Smokers pay less than non-smokers cradle to grave; alcoholics also are questionable in their net burden as many have to be dragged into a doctor’s office or rehab; gamblers rarely have effects on society generally except for those who build rackets based on the activity; the obese are simply those who eat too much for whatever reason and can’t be fitted into a niche among the pantheon beyond cultural traditions related to traditional celebrations or family influences.
In short, taxes are a poor form of behavior modification and motives of the modifiers are made highly suspect by this ongoing rearranging of targets.
What makes schemes such as this attractive is the notion that good ideas deserve funding and every tyrant knows that to make it work it must be mandatory; since no one has to smoke or drink booze or gamble but everyone has to eat, a tax on food will guarantee funding regardless of the outcomes.
Now comes the hard part and that is selling the idea that such a tax on a need is really only a tax on excess so look for exemptions for certain foods in the beginning with escalating taxes and broader coverage for those items taxed as the movement gathers steam.

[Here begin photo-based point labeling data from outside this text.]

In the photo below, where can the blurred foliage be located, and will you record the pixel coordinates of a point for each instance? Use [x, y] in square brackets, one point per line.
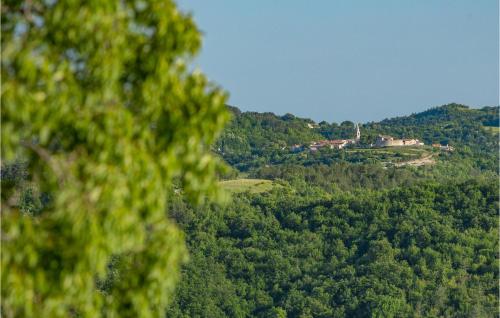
[100, 107]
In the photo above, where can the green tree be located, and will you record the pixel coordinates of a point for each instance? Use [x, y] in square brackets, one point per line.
[98, 101]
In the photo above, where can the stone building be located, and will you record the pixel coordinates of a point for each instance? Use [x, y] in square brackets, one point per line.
[389, 141]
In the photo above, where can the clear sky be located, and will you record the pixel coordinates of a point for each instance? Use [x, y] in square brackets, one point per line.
[359, 60]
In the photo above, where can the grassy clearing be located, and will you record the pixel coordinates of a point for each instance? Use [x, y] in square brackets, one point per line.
[250, 185]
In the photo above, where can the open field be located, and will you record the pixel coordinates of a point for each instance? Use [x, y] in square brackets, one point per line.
[492, 129]
[251, 185]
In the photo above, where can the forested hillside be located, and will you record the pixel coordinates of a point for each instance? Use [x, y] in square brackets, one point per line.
[253, 140]
[342, 233]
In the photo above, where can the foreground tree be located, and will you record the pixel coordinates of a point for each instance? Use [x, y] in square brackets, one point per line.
[97, 100]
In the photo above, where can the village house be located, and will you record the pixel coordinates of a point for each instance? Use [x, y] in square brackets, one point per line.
[335, 143]
[443, 147]
[389, 141]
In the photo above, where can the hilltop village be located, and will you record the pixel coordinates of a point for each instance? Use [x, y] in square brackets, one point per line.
[381, 142]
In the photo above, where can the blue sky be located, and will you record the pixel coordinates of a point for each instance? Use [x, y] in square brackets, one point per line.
[359, 60]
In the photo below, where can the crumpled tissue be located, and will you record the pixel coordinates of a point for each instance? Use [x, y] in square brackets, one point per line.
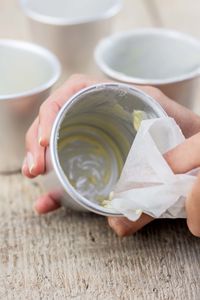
[147, 183]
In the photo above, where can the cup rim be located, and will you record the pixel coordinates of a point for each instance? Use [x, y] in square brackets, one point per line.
[55, 133]
[37, 50]
[39, 17]
[156, 32]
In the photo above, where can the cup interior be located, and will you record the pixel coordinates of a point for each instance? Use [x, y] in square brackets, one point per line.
[25, 69]
[70, 11]
[149, 56]
[94, 135]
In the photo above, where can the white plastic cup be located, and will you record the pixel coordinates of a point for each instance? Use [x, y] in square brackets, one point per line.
[70, 28]
[27, 74]
[162, 58]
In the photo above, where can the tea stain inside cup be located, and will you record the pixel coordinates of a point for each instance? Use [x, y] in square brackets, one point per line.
[91, 160]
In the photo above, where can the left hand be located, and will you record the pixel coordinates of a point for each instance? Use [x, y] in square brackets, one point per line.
[37, 139]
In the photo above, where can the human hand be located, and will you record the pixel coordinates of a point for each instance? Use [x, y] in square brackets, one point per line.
[37, 139]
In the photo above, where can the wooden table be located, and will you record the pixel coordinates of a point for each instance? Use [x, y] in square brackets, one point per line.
[67, 255]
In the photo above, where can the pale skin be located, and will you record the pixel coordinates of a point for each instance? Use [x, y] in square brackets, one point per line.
[181, 159]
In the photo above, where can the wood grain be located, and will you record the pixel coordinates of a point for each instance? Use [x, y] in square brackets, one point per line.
[67, 255]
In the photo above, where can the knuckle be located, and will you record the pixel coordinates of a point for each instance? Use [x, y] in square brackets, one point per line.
[28, 137]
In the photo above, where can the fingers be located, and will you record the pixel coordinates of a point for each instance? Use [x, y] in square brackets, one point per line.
[37, 137]
[34, 162]
[46, 204]
[124, 227]
[185, 156]
[52, 105]
[193, 209]
[181, 159]
[188, 121]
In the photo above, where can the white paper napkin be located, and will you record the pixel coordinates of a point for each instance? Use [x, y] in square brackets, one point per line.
[147, 183]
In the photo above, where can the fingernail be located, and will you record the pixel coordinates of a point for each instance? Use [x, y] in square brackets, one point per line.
[40, 136]
[35, 210]
[24, 165]
[30, 162]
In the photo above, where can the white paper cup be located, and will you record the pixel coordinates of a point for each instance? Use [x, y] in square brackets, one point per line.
[27, 74]
[70, 28]
[163, 58]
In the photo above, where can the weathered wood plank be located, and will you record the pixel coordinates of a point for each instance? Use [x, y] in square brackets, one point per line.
[67, 255]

You’d think that after being shafted so many times that more people would quit bending over to pick up the pieces.
>.Youd think that after being shafted so many times that more people would quit bending over to pick up the pieces.
History shows the opposite usually happens until some cataclysmic series of events causes change, usually at some very high cost and not always for the better.
We simply get used to it, as currently, our personal sphere shrinks and the public one increasingly encroaches upon ALL facets of our lives.